Culturellement colonisée par la bourgeoisie, la ville d’Arles est partout support de son idéologie. La comédie qu’on y joue est celle du tout-culturel, discours tarte à la crème sur l’amour de l’art et le respect de l’environnement compris. Pour le Collectif Othon, il s’agit de démolir, avec humour, mais proprement, cette trop impeccable vitrine culturelle. Les discours officiels, les promesses de gloire et de prospérité, laissent dès lors place à une autre réalité. Alors qu’en France, le chômage est autour de 7 %, à Arles, il avoisine les 10 %. En outre, 23 % des 53 000 Arlésiens vivent sous le seuil de pauvreté, contre environ 15 % dans le reste du pays. Arles est une cité au passé traumatique : fermeture des ateliers SCNF dans les années 80, inondations en 2003, perte de l’usine Lustucru dans la foulée, puis de l’usine d’emballages Linpac et de la papèterie Étienne… Depuis, si millionnaires et milliardaires affluent du monde entier pour se jeter sur les petites boutiques, les galeries d’art, les musées et autres restaurants chics, leur argent ne semble pas pour autant ruisseler jusque dans les quartiers populaires du Trébon, de Griffeuille ou de Barriol.
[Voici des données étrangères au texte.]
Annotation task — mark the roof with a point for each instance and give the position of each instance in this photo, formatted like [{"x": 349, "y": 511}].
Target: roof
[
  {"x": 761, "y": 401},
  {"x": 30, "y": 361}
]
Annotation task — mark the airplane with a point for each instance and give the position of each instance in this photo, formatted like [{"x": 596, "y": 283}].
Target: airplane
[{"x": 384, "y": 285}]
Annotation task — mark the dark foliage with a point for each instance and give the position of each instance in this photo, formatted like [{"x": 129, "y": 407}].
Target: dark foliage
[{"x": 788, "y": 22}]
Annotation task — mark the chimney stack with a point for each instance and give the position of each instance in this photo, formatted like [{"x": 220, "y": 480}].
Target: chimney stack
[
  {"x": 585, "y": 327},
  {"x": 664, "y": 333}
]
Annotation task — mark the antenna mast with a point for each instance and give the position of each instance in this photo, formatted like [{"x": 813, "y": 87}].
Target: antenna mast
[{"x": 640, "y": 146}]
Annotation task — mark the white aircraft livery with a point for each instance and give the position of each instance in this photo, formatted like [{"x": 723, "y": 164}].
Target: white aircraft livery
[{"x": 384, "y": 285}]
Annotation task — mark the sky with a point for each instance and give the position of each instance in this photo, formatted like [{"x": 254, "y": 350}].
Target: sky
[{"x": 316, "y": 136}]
Le collectif choisit de donner de la voix « aux petits personnels » de ces messieurs dames. Ceux qui sont là pour « les servir dans un restaurant camarguais, changer et laver leur linge d’hôtel, pour surveiller les salles dans la Tour, pour astiquer les vitres de leurs galeries, pour carreler leur tropézienne, pour les accueillir à la salle de fitness, pour les coacher à la salle de muscu, pour ramasser les ordures, etc. ». Il prête l’oreille à un balayeur d’origine algérienne, qui n’en peut plus des « boulots en confettis » proposés par la Ville, à une libraire exaspérée de la montée en gamme du centre-ville, qui « enrichit et désole » tout, et à Vincent, désabusé mais flamboyant, qui propose un dernier tour d’histoire d’Arles, et de son prolétariat vaincu.

Fuir ou rester ? Quand un couple de disquaires et leur bande de copains organisent un festival de musique gratuit, on finit par leur confisquer le lieu. À la Ville, les agents territoriaux doivent ramer pour qu’on ne supprime pas leurs emplois. Dans le quartier du Trébon, la peinture écaillée des balcons, les paraboles rouillées, et le linge pendu aux fenêtres plantent le décor. Quant au Parti communiste, autrefois localement fort, il ne semble plus être que l’ombre de lui-même. Fuir ou rester ? En sous-texte, les rédacteurs discutent la question et se répondent. Le livre termine sur une anecdote envoûtante, quasi surnaturelle, à la nécropole des Alyscamps, la « cité des morts vertueux ». Une histoire de vieux sarcophages profanés par des décennies de capitalisme, racontée depuis l’au-delà à une fillette des années 80. Cet ultime épisode achève le récit sur une sombre prophétie : on n’altère peut-être pas aussi impunément un territoire issu de plus de 2 000 ans d’histoire.